The sci-fi fan in your life is probably more aware of the 1975 cult classic A Boy and His Dog, which is a truly a staple of the postapocalyptic genre. They may not have seen it in years, though, and they probably don't have it on Blu-ray, so now is a good time to fix that. If spaceships are more your intended target's speed, then you should consider Europa Report, about a team of scientists heading to one of Jupiter's moon to do a survey of its surface. It's one of the more intelligent sci-fi films to come out this year.
Speaking of space, you probably have a Star Trek fan in your life, and if you do, you should think about getting them the Star Trek: Stardate Collection. It does not contain either of J.J. Abrams' new films, but it does contain all 10 films starting with Star Trek: The Motion Picture and ending with Star Trek X: Nemesis, which is great for fans of classic (and newly classic) Trek.
If you're looking for something a bit more random to go with that Dark Angel Blu-ray (which you've clearly already ordered because, seriously, that movie rules), then grab Tank Girl. This is the kind of movie that simply does not get made anymore. It has big production design and set work for a story that's super silly, and that's precisely why it's a beloved film despite the actual film being a tad, um, rough. For something more polished, just grab a copy of The World's End. It's Edgar Wright's best film, and anyone who appreciates a good, humanity-threatening invasion story will love it.
For the TV Fan
You could make a case that Hannibal is one of the finer TV adaptations of a film franchise ever made and I doubt anyone would punch you in the mouth for making such a claim. At the very least, it is without question the best-produced show currently on network TV. It's got a dynamite cast, a great look, and actually some pretty horrific material. If you know someone who either loves Hannibal Lecter or cop procedural shows, give 'em this.

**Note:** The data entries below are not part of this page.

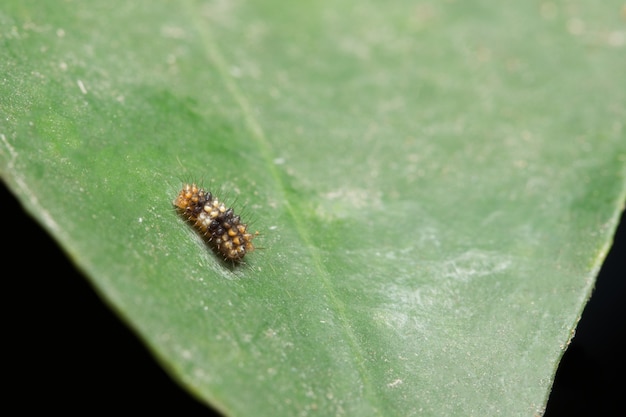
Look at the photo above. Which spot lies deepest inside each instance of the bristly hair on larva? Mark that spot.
(218, 224)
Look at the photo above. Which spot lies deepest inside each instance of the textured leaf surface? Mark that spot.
(435, 184)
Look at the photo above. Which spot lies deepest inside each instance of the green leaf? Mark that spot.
(435, 186)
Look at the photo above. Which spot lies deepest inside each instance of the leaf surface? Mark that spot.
(435, 186)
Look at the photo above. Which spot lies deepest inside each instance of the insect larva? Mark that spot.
(220, 226)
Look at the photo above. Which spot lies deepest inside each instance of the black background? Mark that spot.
(67, 352)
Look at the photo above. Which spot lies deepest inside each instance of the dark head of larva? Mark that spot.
(219, 225)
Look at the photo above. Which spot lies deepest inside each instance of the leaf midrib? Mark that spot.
(214, 55)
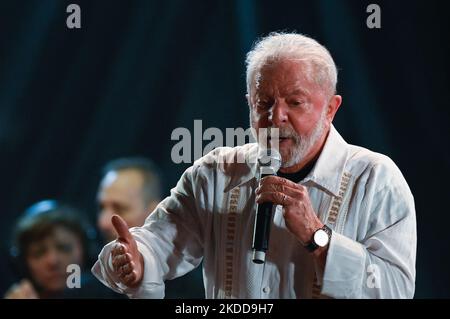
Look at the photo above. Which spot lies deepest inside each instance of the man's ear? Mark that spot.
(333, 105)
(249, 100)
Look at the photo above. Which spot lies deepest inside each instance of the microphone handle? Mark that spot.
(261, 231)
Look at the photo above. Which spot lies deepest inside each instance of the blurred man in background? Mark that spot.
(130, 188)
(48, 238)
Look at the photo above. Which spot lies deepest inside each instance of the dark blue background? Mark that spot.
(72, 99)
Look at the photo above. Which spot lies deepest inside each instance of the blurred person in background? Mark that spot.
(48, 238)
(131, 187)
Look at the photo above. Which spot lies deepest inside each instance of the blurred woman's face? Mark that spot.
(48, 259)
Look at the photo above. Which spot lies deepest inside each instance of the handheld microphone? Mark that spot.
(269, 163)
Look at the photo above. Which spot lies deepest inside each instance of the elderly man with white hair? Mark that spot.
(344, 223)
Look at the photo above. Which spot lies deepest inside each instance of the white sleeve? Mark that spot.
(381, 264)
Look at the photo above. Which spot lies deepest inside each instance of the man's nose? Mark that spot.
(278, 114)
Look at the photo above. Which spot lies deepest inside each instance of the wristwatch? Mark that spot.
(321, 238)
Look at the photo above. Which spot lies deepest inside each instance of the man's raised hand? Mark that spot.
(127, 261)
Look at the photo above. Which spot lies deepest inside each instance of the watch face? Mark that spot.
(321, 238)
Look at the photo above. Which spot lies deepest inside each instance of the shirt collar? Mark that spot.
(326, 173)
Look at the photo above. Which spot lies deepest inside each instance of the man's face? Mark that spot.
(121, 193)
(47, 259)
(284, 98)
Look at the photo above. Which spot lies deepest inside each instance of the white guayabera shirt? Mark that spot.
(209, 217)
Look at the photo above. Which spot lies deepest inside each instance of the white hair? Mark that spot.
(320, 67)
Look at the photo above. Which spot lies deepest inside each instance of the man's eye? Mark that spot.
(296, 103)
(264, 105)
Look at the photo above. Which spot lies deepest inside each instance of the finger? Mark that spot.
(282, 190)
(120, 260)
(128, 279)
(279, 187)
(127, 268)
(121, 228)
(281, 181)
(276, 198)
(119, 249)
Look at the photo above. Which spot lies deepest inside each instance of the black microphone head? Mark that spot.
(269, 157)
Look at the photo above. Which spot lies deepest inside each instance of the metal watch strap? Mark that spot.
(312, 245)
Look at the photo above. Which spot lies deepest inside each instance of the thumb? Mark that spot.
(121, 228)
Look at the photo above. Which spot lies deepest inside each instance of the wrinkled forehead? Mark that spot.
(284, 77)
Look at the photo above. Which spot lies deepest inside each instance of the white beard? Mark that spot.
(303, 144)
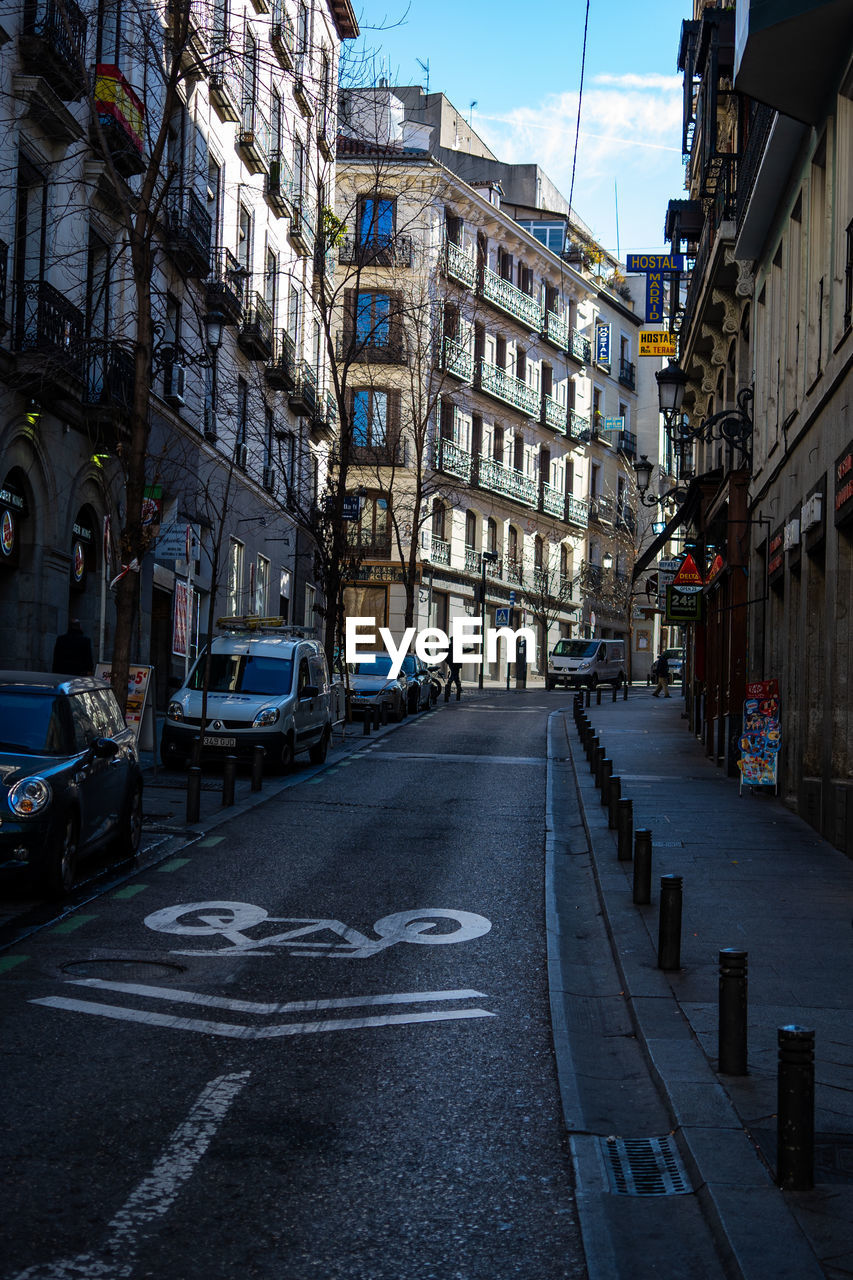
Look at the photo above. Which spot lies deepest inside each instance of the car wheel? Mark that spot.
(62, 862)
(129, 833)
(316, 753)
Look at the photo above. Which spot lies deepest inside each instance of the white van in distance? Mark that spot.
(585, 662)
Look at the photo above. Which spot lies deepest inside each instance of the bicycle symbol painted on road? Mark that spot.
(232, 920)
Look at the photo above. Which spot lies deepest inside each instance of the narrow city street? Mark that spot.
(313, 1043)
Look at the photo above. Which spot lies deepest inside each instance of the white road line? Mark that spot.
(155, 1194)
(291, 1006)
(463, 759)
(233, 1032)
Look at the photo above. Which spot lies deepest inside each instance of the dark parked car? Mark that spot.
(419, 688)
(69, 776)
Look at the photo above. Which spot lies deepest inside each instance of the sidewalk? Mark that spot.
(760, 880)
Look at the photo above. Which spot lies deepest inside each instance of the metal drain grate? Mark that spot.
(644, 1166)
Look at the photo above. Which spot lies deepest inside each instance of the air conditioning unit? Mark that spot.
(176, 383)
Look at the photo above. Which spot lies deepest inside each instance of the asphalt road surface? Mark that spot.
(313, 1045)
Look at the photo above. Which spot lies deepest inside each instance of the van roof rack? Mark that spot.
(251, 622)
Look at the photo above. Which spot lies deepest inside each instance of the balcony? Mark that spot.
(48, 334)
(439, 552)
(507, 481)
(459, 265)
(302, 400)
(626, 443)
(46, 108)
(578, 426)
(378, 251)
(516, 304)
(53, 45)
(553, 502)
(553, 415)
(281, 35)
(188, 231)
(457, 361)
(278, 188)
(121, 115)
(254, 138)
(255, 333)
(579, 347)
(226, 286)
(109, 376)
(302, 227)
(576, 512)
(507, 388)
(556, 330)
(282, 370)
(454, 461)
(226, 85)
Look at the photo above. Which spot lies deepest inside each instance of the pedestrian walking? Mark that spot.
(662, 675)
(73, 652)
(454, 679)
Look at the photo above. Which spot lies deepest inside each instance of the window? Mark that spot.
(261, 586)
(377, 220)
(235, 576)
(369, 417)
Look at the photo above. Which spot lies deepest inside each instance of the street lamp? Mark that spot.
(486, 558)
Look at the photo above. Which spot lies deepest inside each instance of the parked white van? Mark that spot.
(268, 686)
(587, 662)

Bates Motel isn't as good as Hannibal, but it does some interesting things with the psychological horror and mother-son dynamic from Alfred Hitchcock's classic film. It'll probably enrage most Psycho purists, but if you like to see classic storylines get experimented on in new ways, it's worth a shot.
Sticking with the TV shows spawned by movies theme, Beetlejuice: The Complete Series hit DVD this year in one big box set. You probably forgot this show was ever even made since it seems like it never gets talked about, but it ran for four seasons from 1989 to 1991 and should give a nice nostalgia high to anyone who watched it as a kid.
Had Behind the Candelabra not been a made-for-TV movie, there's a chance people would be talking about it for more end-of-the-year awards consideration. Regardless of where it premiered, though, this is a great gift idea for anyone who appreciates actors playing outside their normal types. And sticking with the HBO theme, The Newsroom is worth gifting to anyone in your life who watches The Daily Show regularly and loves the writing of Aaron Sorkin. It is far from his best show, but it's a good series with an even better cast.
Getting away from TV with cinematic ties for a second, if you want to give someone between the ages of 25 and 32 a huge smile, give them the Boy Meets World Complete Collection box set. This was just a great TV show that's no doubt burned into the brains of that entire generation.